The above-described system is for receiving data from an external device through the external data communication unit 14 and for processing the data in accordance with a procedure stored in the memory unit 15. In this case, when the data communication speed is slower as compared with the processing speed of the CPU 1, this processing procedure is realized by an interruption process. That is, in response to the reception of the data from the external, the external data communication unit 14 requests the CPU 1 to perform an interruption process. In response to this request, the CPU 1 interrupts the currently executing process and saves the program status word and the program counter in a stack and then branches to a program for the above-mentioned processing procedure. In this program there are written instructions for saving general-use registers of the CPU 1, reading the received data from the external data communication unit 14, writing the read data in the memory unit 15, for example. The above-mentioned processing procedure can be effected with this program being executed by the CPU 1.
However, when the communication speed is high, there is the possibility that the next data is supplied before reading the received data from the external data communication means 14, and hence the processing procedure due to the interruption can provide an inconvenience. In this case, a processing procedure using the DMA processing unit 4 is required to be effected. Thus, the interruption request signal of the external data communication unit 14 is arranged to become a DMA transfer request signal with respect to the DMA processing unit 4. Further, since the initialization of the respective registers is required before use, before performing the above-mentioned procedure, the DMA processing unit 4 writes, through the CPU, the control code "10010000" in the control register 5, the read address of the received data of the external data communication means 14 in the transfer-source address register 6, an adequate address of the memory means 15 in the transfer-destination address register 7, and the number of bytes of the coming data in the transfer count register 8.

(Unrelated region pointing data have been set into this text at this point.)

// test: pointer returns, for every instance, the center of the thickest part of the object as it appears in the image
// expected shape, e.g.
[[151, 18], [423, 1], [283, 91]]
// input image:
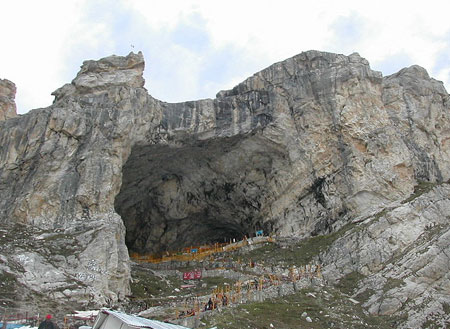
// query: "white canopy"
[[108, 319]]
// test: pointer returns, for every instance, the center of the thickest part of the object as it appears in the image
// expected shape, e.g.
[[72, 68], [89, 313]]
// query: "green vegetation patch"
[[302, 253], [348, 283], [325, 307]]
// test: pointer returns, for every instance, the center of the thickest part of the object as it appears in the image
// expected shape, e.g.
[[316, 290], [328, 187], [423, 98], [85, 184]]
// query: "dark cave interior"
[[198, 193]]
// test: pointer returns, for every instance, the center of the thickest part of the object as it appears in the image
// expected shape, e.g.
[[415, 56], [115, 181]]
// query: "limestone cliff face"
[[7, 103], [300, 149]]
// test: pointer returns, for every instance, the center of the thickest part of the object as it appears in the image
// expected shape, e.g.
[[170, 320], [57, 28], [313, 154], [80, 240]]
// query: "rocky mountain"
[[318, 144], [7, 103]]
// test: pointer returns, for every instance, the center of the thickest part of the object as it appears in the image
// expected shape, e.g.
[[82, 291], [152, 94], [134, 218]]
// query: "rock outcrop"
[[7, 103], [301, 148]]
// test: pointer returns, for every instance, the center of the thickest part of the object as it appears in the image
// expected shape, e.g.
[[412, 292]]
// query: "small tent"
[[107, 319]]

In response to the reception of the data, the external data communication unit 14 generates an interruption request signal. This signal is inputted as the DMA transfer request signal to the DMA processing unit 4. In response to the input, the DMA processing unit 4 supplies a hold request signal to the CPU 1 which in turn interrupts the currently executing process and opens the address bus 11, the data bus 12 and the control signal bus 13 and further supplies a hold acknowledge signal to the DMA processing signal 4. Thus, the DMA processing unit 4 supplies a DMA acknowledge signal to the external data communication unit 14 so that the received signal is read out from the external data communication unit 14 in accordance with the address stored in the transfer-source address register 6 and temporarily stored in the data register 10. Secondly, this data is written in the memory unit 15 in accordance with the address stored in the transfer-destination address register 7. At the same time, the content of the transfer-destination address register 7 is incremented and the content of the transfer count register 8 is decremented. In response to the completion of the DMA transfer in one unit, the DMA processing unit 4 withdraws the hold request signal, and hence the CPU restarts the interrupted process.

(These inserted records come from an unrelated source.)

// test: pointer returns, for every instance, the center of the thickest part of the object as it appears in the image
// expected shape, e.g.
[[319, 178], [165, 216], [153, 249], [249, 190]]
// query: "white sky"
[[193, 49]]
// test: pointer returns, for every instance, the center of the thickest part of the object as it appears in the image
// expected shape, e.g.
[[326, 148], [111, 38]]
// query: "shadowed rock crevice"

Since a data processing system equipped with the conventional DMA processing unit is thus arranged, the data transfer can be effected even if the processing procedure due to the interruption of the CPU is inconvenient. There is a problem which arises with the system, however, in that the processing content of the DMA processing unit is determined and limited by the control register and hence difficulty is encountered, for example, to meet the requirement that a portion of the process is changed in accordance with the purpose.